Declare Financial Independence Day
With the Fourth of July upon us, it’s time to think about financial independence, too.
Sadly, many Americans are beginning to wonder if that’s attainable. In a study conducted late last year by LearnVest and Chase Blueprint, only 43% of respondents believe that achieving the American dream is possible.
What is the American Dream? That’s difficult to define, but approximately 80% of respondents said it included owning a home. Roughly half said it involved attending college, getting married or having children.
Here are three tips to help you reach financial independence and achieve your American Dream:
Create specific goals: We all know we are supposed to save and invest. But for what? What do you (and your family, if you have one) need for the future? And what do you want for the future? Perhaps you want to buy a home. Or maybe you are happy renting to avoid maintenance costs, property taxes and other expenses. If you have children, you may want to save for college. On the other hand, you might want to plan for taking an exotic vacation every year after you turn 50. Only by clearly picturing your goals can you even begin to save enough money for them. Money Management International has an excellent online worksheet.
Measure your progress toward your goals: Once you’ve identified your goals, now comes the challenging part. How much do you need to save, invest and earn to reach them? If you want to buy a home, for example, you need an idea of your desired location so you can monitor home prices. (See U.S.A Today’s list of best real estate research sites.) You also need to know approximately how much money you will need as a down payment (based on your credit history and other factors), and how much your outlays will be for a mortgage, insurance, maintenance and other expenses. While educating yourself about all your goals might seem daunting, it’s been shown that the only way to truly achieve a financial goal is to know the details as precisely as possible.

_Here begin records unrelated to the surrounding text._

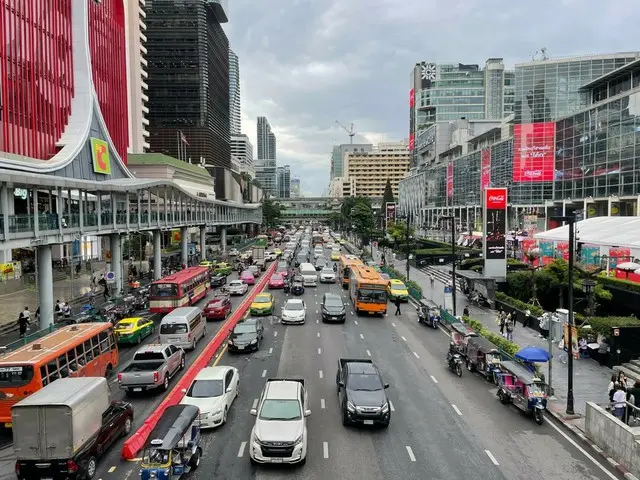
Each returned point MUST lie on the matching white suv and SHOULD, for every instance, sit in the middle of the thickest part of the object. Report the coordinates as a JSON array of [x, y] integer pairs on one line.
[[280, 432]]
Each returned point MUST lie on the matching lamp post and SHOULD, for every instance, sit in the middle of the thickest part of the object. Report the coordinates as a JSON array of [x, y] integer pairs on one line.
[[570, 220], [453, 254]]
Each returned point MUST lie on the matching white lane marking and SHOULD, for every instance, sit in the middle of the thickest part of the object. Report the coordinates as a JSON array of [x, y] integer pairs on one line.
[[241, 449], [491, 457], [580, 449], [412, 457]]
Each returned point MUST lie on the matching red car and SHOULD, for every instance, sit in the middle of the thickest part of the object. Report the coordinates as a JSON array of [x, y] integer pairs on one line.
[[218, 308], [276, 281]]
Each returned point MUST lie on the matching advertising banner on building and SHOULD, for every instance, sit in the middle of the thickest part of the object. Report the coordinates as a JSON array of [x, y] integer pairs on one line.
[[485, 169], [495, 223], [534, 152]]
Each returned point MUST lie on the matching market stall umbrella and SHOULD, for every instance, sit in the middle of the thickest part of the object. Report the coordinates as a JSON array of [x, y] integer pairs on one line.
[[533, 355]]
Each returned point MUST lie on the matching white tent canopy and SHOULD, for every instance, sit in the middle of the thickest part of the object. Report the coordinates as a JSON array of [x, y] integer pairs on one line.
[[604, 231]]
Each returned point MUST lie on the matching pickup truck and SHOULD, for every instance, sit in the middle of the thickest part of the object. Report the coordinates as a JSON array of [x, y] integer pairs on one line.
[[152, 367], [361, 393]]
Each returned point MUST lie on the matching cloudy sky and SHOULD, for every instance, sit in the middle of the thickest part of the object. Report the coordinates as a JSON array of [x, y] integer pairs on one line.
[[306, 63]]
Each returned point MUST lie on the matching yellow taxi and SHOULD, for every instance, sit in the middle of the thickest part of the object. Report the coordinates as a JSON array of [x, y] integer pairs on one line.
[[134, 330], [397, 289], [262, 304]]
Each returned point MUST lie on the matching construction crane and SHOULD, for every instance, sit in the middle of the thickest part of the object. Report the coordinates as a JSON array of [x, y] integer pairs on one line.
[[349, 131]]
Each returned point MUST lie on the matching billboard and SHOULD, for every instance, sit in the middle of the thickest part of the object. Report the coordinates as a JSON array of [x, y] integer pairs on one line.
[[534, 152]]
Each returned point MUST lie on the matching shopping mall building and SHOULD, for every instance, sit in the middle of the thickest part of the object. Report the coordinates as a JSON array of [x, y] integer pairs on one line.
[[570, 145]]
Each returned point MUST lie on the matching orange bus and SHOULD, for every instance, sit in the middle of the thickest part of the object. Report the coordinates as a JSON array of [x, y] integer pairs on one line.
[[82, 350], [179, 290], [344, 272], [368, 290]]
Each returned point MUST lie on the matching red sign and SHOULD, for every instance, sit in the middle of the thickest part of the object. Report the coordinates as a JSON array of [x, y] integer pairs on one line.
[[450, 180], [485, 169], [496, 198], [534, 152]]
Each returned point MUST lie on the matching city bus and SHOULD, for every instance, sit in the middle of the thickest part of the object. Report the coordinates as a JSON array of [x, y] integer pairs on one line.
[[181, 289], [344, 270], [82, 350], [368, 290]]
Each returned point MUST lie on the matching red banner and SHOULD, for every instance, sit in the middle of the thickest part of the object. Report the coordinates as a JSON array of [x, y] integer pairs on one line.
[[450, 180], [534, 152], [485, 169]]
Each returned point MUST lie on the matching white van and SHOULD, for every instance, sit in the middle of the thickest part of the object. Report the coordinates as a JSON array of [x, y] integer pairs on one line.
[[309, 275], [183, 327]]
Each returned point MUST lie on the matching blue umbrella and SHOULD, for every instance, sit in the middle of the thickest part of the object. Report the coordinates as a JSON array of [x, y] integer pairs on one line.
[[533, 355]]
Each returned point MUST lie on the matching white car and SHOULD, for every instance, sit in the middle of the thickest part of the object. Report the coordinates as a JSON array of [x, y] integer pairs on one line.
[[213, 391], [280, 432], [294, 311], [237, 287]]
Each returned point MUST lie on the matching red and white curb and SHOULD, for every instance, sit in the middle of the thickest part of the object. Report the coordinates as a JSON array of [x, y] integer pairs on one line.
[[578, 433]]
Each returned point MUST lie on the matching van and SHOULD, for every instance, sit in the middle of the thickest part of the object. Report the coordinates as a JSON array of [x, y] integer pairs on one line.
[[183, 327], [309, 275]]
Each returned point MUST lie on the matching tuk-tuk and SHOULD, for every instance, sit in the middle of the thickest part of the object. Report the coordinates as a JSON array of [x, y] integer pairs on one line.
[[173, 448], [483, 357], [428, 313], [518, 385]]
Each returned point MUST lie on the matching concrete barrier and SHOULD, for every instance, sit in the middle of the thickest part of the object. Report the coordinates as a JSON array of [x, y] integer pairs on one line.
[[620, 441]]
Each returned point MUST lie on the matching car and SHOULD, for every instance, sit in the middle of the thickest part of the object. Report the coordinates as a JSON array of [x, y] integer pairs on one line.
[[218, 308], [247, 277], [280, 432], [361, 393], [238, 287], [262, 304], [133, 330], [294, 312], [246, 336], [213, 391], [276, 281], [396, 289], [333, 308], [327, 275]]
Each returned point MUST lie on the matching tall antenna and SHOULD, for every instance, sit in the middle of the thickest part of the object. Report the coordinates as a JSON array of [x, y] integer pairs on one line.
[[349, 131]]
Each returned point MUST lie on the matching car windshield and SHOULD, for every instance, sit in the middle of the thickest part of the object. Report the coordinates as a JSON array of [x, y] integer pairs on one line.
[[364, 383], [206, 389], [280, 410]]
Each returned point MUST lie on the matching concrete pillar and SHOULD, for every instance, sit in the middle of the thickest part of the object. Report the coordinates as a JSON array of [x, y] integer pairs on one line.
[[45, 285], [203, 243], [184, 247], [157, 255], [116, 262], [223, 239]]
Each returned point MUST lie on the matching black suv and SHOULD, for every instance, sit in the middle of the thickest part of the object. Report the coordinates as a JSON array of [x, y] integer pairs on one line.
[[333, 308]]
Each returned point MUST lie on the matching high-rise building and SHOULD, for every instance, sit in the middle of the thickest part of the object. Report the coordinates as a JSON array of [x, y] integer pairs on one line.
[[136, 76], [283, 181], [242, 150], [234, 94], [295, 187], [188, 64]]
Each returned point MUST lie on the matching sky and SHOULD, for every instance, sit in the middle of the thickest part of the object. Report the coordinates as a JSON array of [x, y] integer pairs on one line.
[[306, 63]]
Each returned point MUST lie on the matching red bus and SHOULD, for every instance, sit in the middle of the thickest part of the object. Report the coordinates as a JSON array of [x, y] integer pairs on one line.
[[179, 290]]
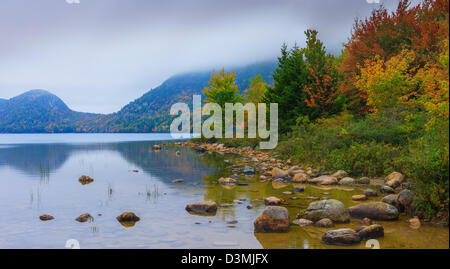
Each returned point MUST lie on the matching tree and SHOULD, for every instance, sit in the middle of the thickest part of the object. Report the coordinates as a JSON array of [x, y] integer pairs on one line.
[[288, 91], [256, 91], [222, 89]]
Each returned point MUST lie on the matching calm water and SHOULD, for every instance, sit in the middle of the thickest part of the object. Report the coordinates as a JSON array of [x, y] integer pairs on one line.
[[39, 175]]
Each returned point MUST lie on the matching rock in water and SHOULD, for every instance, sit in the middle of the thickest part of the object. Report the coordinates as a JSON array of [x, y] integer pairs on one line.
[[272, 201], [414, 223], [360, 197], [273, 219], [202, 207], [405, 199], [387, 190], [325, 223], [278, 173], [85, 179], [227, 181], [394, 179], [331, 209], [341, 237], [374, 210], [128, 217], [46, 217], [300, 178], [370, 193], [340, 174], [200, 149], [324, 180], [346, 181], [156, 147], [249, 171], [302, 222], [392, 200], [84, 217], [371, 232]]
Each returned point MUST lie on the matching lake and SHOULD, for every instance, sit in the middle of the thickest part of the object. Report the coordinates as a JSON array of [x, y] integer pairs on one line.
[[39, 175]]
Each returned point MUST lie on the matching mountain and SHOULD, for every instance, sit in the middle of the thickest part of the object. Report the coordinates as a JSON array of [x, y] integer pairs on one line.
[[150, 113], [38, 111], [41, 111]]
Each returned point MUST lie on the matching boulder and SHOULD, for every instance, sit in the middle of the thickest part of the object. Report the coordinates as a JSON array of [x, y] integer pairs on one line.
[[46, 217], [340, 174], [277, 173], [394, 179], [324, 223], [302, 222], [374, 210], [371, 232], [299, 189], [249, 171], [405, 200], [359, 197], [156, 147], [272, 201], [324, 180], [273, 219], [202, 207], [370, 193], [414, 223], [331, 209], [392, 200], [363, 180], [341, 237], [346, 181], [300, 178], [200, 149], [84, 217], [85, 179], [366, 221], [128, 217], [227, 181], [387, 190]]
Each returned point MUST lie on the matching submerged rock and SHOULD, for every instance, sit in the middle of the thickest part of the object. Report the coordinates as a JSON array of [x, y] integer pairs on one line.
[[371, 232], [202, 207], [340, 174], [227, 181], [331, 209], [324, 180], [346, 181], [156, 147], [46, 217], [302, 222], [325, 223], [85, 179], [374, 210], [359, 197], [127, 217], [84, 217], [273, 219], [341, 237], [300, 178], [394, 179], [370, 193], [272, 200], [387, 190]]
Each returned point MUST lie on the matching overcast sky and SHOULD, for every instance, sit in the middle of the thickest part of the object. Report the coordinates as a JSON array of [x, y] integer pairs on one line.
[[98, 55]]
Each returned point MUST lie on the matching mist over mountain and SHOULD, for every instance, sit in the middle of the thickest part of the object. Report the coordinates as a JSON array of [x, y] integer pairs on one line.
[[39, 111]]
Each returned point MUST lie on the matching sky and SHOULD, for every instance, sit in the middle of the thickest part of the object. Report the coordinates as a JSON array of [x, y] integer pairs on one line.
[[98, 55]]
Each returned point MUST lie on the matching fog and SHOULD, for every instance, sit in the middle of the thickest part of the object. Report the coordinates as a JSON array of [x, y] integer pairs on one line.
[[97, 55]]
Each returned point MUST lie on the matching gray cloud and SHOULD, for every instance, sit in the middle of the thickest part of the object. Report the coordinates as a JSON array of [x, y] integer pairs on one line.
[[100, 54]]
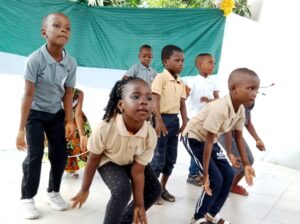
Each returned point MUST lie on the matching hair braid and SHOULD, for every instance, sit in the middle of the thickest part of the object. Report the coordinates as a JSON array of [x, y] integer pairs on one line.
[[111, 109]]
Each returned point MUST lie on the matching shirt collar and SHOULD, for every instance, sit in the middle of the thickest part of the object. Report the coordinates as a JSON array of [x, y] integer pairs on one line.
[[232, 113], [124, 132], [170, 77], [50, 59]]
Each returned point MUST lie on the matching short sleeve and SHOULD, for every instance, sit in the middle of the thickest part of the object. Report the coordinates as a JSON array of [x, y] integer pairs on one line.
[[241, 121], [96, 141], [31, 68], [157, 84], [132, 71], [71, 78], [151, 141]]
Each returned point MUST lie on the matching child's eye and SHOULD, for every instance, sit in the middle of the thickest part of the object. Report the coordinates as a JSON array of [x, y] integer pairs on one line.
[[135, 97]]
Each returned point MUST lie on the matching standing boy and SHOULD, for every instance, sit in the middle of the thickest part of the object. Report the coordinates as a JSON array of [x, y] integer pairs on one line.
[[203, 90], [49, 79], [143, 70], [168, 99], [200, 139]]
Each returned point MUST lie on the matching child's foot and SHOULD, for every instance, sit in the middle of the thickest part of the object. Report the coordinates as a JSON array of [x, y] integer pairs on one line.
[[200, 221], [238, 189], [216, 220], [196, 180], [159, 201], [167, 196], [74, 175]]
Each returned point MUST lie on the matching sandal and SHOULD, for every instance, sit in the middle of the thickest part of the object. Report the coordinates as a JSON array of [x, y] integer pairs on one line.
[[200, 221], [74, 175], [196, 180], [167, 196], [217, 219], [238, 189]]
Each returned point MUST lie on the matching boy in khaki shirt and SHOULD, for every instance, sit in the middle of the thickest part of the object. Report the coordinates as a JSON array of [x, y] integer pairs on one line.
[[200, 139], [168, 99]]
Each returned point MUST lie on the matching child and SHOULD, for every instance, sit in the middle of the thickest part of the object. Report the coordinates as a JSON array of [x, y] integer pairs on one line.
[[202, 90], [143, 70], [77, 142], [49, 79], [200, 139], [120, 149], [229, 143], [169, 98]]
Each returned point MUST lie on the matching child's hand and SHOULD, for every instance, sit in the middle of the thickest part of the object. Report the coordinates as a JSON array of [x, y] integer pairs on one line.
[[83, 143], [69, 130], [20, 141], [160, 128], [260, 145], [204, 99], [235, 161], [139, 216], [206, 185], [80, 198], [249, 174]]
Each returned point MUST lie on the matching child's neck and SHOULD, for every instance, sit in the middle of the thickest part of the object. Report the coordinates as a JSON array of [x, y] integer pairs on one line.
[[132, 126], [175, 76], [55, 51], [203, 74], [236, 105]]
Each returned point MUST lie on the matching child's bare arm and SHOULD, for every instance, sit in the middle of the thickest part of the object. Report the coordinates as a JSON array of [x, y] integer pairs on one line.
[[25, 108], [160, 127], [138, 183], [80, 122], [67, 100], [259, 143], [210, 137], [88, 175], [183, 115], [249, 171]]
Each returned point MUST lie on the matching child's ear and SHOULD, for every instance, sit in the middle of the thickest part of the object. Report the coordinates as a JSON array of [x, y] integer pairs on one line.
[[121, 105], [43, 32]]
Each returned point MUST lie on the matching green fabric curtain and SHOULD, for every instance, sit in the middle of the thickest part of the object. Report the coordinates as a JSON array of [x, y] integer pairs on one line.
[[108, 37]]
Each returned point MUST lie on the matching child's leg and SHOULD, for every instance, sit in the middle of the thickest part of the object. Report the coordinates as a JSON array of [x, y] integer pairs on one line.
[[227, 175], [33, 162], [172, 124], [55, 131], [152, 192], [117, 179], [195, 148]]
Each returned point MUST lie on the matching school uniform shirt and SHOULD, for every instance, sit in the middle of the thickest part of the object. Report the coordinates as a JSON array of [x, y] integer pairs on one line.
[[200, 87], [140, 71], [217, 117], [119, 146], [171, 91], [50, 79]]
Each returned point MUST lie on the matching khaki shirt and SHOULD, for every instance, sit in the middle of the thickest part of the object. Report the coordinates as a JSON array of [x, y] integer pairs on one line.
[[217, 117], [117, 145], [171, 91]]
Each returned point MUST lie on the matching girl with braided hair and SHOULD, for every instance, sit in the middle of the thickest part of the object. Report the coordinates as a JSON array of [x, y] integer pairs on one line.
[[120, 149]]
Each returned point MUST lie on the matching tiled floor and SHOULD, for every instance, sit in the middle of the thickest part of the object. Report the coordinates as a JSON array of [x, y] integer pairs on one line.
[[274, 198]]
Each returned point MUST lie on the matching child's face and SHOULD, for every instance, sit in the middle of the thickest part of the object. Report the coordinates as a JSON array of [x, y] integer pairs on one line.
[[56, 30], [246, 91], [137, 102], [206, 65], [145, 56], [175, 63]]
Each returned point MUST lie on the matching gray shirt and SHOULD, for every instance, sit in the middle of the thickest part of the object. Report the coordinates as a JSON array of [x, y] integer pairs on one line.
[[140, 71], [50, 78]]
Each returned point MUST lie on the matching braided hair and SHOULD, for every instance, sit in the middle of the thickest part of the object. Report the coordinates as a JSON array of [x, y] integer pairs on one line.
[[112, 109]]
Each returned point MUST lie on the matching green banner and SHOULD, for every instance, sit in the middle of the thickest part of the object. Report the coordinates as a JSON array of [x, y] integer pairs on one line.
[[107, 37]]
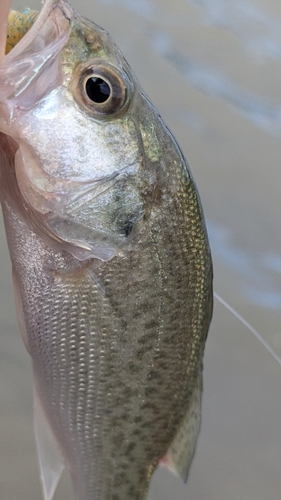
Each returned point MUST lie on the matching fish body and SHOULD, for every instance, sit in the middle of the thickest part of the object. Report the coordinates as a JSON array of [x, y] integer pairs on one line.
[[111, 262]]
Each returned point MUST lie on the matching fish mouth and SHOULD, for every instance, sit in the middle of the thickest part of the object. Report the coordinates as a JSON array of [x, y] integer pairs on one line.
[[29, 24]]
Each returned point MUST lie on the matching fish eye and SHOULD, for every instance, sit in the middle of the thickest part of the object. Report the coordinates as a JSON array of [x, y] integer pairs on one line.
[[102, 89], [97, 89]]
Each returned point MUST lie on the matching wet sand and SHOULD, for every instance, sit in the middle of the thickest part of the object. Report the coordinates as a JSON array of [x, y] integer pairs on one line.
[[213, 69]]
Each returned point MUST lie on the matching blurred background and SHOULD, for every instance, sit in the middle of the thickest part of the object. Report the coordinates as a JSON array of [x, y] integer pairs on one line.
[[213, 69]]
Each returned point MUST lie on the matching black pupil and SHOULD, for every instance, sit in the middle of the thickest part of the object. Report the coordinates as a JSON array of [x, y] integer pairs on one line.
[[97, 89]]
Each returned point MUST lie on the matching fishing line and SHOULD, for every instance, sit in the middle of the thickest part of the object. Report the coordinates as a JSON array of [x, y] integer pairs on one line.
[[250, 327]]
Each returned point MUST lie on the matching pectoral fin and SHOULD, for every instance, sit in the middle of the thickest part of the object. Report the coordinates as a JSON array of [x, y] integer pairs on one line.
[[179, 456], [51, 461]]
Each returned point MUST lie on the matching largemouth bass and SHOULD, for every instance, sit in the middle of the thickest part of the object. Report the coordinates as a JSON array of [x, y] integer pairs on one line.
[[111, 262]]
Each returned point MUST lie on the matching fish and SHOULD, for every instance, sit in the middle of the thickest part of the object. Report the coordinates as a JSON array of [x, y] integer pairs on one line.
[[112, 268]]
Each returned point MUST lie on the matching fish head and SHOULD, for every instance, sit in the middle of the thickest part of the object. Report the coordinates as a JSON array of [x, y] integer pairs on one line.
[[86, 134]]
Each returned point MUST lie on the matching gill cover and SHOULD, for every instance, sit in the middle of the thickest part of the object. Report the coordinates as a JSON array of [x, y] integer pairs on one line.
[[63, 93]]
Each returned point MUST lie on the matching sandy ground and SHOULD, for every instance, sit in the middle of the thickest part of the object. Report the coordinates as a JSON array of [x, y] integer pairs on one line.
[[213, 70]]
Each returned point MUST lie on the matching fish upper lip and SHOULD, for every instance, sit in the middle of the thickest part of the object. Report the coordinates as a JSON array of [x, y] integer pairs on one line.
[[48, 6]]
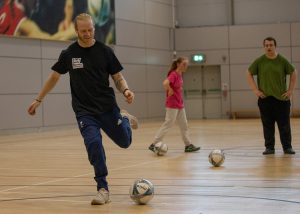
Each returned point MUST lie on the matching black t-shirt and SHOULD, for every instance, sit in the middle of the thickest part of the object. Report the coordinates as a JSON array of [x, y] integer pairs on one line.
[[89, 70]]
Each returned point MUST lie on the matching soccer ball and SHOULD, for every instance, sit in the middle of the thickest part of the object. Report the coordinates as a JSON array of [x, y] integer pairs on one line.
[[142, 191], [216, 157], [160, 148]]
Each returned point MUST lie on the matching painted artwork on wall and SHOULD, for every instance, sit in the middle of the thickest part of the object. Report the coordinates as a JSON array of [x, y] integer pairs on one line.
[[53, 19]]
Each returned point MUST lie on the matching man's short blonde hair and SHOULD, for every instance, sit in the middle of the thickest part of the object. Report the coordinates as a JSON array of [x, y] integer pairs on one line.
[[81, 17]]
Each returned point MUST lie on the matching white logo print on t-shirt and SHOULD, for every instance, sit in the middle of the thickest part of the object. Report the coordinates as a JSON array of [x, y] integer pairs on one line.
[[76, 63]]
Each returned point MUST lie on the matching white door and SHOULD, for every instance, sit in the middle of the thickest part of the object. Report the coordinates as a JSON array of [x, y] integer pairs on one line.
[[202, 92]]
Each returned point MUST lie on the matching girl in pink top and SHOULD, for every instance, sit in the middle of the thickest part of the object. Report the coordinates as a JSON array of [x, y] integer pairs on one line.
[[173, 85]]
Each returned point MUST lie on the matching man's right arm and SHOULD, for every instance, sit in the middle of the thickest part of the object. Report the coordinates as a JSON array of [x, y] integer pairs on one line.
[[48, 86], [253, 85]]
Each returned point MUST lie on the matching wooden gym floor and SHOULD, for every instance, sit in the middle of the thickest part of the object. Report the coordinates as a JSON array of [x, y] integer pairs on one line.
[[48, 172]]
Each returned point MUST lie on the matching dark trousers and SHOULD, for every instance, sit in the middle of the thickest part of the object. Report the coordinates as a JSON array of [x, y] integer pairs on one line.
[[273, 110], [115, 126]]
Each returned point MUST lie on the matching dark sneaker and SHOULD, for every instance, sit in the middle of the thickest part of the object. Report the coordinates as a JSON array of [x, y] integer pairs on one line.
[[269, 152], [289, 151], [132, 119], [152, 147], [191, 148], [101, 198]]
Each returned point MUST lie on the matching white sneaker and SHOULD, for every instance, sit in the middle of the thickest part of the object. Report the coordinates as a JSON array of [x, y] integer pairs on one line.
[[101, 198], [132, 119]]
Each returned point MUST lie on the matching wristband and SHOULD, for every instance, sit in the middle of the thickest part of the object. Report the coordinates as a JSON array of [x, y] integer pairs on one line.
[[126, 89]]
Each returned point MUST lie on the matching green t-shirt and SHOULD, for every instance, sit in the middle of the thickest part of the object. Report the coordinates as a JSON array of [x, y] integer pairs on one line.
[[271, 75]]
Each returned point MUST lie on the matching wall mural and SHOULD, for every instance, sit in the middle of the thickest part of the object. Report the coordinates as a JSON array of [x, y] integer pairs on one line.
[[53, 19]]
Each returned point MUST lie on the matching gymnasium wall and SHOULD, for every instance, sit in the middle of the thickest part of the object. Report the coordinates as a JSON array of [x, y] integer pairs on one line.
[[235, 48], [143, 46]]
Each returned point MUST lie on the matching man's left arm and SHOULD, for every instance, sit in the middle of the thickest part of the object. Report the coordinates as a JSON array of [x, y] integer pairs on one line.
[[122, 86], [293, 80]]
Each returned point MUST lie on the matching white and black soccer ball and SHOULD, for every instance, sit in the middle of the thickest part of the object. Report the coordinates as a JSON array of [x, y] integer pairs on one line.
[[160, 148], [142, 191], [216, 157]]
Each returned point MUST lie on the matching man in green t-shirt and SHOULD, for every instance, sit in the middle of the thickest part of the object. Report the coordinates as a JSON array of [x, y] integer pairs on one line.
[[274, 102]]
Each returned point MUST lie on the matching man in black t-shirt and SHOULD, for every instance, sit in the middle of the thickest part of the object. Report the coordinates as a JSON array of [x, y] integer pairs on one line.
[[89, 64]]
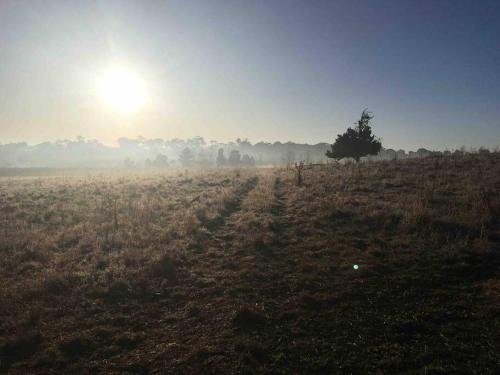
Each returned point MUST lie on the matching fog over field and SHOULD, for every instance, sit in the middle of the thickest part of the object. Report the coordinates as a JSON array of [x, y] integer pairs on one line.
[[250, 187]]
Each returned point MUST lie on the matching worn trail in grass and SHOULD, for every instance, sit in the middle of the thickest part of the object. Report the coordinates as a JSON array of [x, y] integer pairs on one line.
[[251, 274]]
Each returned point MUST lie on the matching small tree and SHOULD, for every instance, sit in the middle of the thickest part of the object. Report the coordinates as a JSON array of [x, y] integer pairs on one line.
[[356, 143], [234, 158]]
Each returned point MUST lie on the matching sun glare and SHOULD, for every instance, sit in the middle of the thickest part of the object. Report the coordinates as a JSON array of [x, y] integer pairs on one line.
[[123, 90]]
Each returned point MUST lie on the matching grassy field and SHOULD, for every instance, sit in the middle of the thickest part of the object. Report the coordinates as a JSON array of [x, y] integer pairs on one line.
[[230, 271]]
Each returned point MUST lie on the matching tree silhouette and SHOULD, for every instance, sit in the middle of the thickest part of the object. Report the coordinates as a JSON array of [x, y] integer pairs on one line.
[[356, 143]]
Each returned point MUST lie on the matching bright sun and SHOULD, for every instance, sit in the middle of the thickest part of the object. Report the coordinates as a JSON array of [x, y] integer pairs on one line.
[[122, 90]]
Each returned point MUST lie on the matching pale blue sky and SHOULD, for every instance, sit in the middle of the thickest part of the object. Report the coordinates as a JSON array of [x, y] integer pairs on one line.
[[266, 70]]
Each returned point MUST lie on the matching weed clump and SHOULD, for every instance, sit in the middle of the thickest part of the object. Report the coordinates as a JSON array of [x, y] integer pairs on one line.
[[247, 319]]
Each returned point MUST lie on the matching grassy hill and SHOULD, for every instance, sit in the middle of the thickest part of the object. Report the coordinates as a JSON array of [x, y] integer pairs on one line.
[[386, 267]]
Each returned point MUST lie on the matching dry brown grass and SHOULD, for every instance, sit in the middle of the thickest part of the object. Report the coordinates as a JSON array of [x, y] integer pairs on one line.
[[243, 271]]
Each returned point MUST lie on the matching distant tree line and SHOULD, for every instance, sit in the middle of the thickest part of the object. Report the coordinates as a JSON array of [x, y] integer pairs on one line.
[[194, 152]]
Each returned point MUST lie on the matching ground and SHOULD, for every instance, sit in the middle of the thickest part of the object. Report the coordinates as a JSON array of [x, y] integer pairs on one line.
[[242, 271]]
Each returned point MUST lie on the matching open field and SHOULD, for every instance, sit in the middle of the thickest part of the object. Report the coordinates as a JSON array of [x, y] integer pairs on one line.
[[241, 271]]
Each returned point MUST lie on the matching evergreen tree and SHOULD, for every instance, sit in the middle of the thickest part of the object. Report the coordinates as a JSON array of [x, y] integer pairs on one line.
[[356, 143]]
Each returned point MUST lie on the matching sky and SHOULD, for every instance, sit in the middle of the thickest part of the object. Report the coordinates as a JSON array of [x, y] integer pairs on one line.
[[276, 70]]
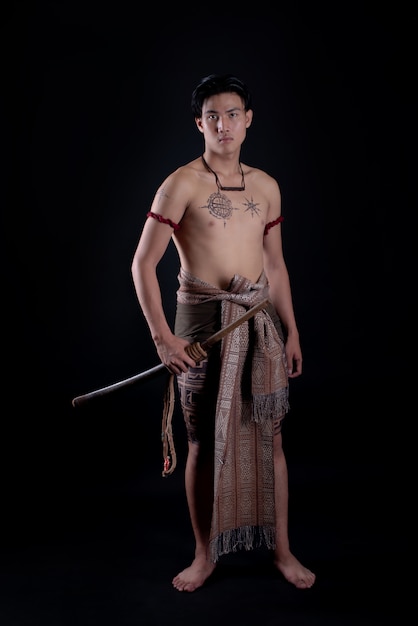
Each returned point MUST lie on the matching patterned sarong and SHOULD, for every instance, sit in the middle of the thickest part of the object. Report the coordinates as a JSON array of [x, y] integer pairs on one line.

Make your money work for you: Working with a financial advisor, learn the tips and tricks to increase your savings and your rate of return on your investments. For example, set up automatic payroll deductions into savings and brokerage accounts to make saving foolproof. Also, lower your tax bill. Obviously, any contributions to your 401(k) come from your pre-tax income. But also consider investing in municipal bonds (paying tax-free interest), funneling money to a qualified college savings plan or opening a healthcare savings plan.